The Polisario Front movement fought a war for independence from 1975 to 1991 and wants a referendum in which the people of Western Sahara choose between independence and integration with Morocco.
The United Nations has been trying to negotiate a political compromise for decades.
Like many in his tribe, Dlimi has family members on the other side of the Western Sahara Wall separating the Moroccan controlled areas from the Polisario controlled areas.
He favors loyalty to Morocco while others back independence, he said.
Tribal affiliation trumps politics, though.
“Tribes are tribes, it’s a social organization,” he said. “There are very strong links between us.”
To “preserve the past for the future,” Dlimi started a cultural association to conserve traditions from a time when there were no borders and “families followed the herds and the clouds.”

A camel herder guides his flock in the desert near Dakhla in Morocco-administered Western Sahara on Oct. 13, 2019. (AFP / FADEL SENNA)


The irony
While Dlimi loves the desert, he does have one complaint: “The camel dairy industry is valued everywhere in the world except here.”
Camel milk is trendy with health-conscious consumers and the lean meat is excellent, Dlimi claims.
Today though, it is small livestock farming that is the main agricultural focus, in response to what non-nomadic Moroccans tend to eat.
The 266,000 square kilometers (106,400 square miles) of Western Sahara under Moroccan control hosts some 6,000 herders, 105,000 camels, and 560,000 sheep and goats, according to figures from Rabat.
In other arid countries, including Saudi Arabia, intensive farming of camels has taken off.

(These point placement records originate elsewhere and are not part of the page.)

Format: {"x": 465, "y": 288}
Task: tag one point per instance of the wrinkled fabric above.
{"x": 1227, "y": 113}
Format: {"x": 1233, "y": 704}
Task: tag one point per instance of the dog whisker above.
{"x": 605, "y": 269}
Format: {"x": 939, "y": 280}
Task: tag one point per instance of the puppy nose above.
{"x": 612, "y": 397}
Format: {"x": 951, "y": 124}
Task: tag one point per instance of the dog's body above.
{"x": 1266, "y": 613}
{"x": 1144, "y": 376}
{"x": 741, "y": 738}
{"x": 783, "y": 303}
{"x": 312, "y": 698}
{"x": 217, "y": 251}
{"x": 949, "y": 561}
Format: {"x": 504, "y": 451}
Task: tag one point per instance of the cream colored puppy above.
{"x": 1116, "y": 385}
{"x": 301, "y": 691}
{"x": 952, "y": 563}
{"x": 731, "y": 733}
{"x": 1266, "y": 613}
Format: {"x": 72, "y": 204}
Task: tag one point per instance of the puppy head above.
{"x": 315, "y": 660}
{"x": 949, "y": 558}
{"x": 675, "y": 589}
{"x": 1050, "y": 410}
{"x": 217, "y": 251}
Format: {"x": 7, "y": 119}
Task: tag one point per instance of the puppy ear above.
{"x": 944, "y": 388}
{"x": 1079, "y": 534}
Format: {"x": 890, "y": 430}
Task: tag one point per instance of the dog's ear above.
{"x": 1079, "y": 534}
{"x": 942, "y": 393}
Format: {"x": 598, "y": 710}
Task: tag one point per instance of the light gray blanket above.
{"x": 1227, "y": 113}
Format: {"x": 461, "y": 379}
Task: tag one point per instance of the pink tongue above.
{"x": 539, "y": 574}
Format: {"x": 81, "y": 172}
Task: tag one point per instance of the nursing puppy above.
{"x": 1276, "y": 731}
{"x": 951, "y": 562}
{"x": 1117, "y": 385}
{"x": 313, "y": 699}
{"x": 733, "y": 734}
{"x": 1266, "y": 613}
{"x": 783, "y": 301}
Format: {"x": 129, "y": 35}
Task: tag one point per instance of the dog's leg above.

But, while Moroccan authorities have undertaken several studies into developing Western Sahara’s camel industry, these have not so far been acted upon.
Regardless, a local adage holds that he who has no camel, has nothing.
“Some say that Saharans are crazy because when they have money they spend it on four feet,” Dlimi jokes.
For him, 20,000 dirhams ($2,000) spent on a camel is a safe investment.
But it is also a consuming passion.
His Facebook page and WhatsApp messages are filled with talk of camel husbandry techniques, research and racing.
Racing “is a pleasure and it pays,” Dlimi said.
Since the United Arab Emirates funded construction of a camel racing track at Tantan, 900 kilometers (560 miles) to the north, racing animals have appreciated in value and can sell for up to 120,000 dirhams, according to Dlimi.
To train his racing camels, Dlimi chases the young animals across the desert in his 4X4.
The technique has made him an eight-time champion in national competitions, he said.
But camels can be stubborn, Dlimi stressed, telling of how he once sold his best champion for a “very good price,” but the animal refused to race once it had changed hands.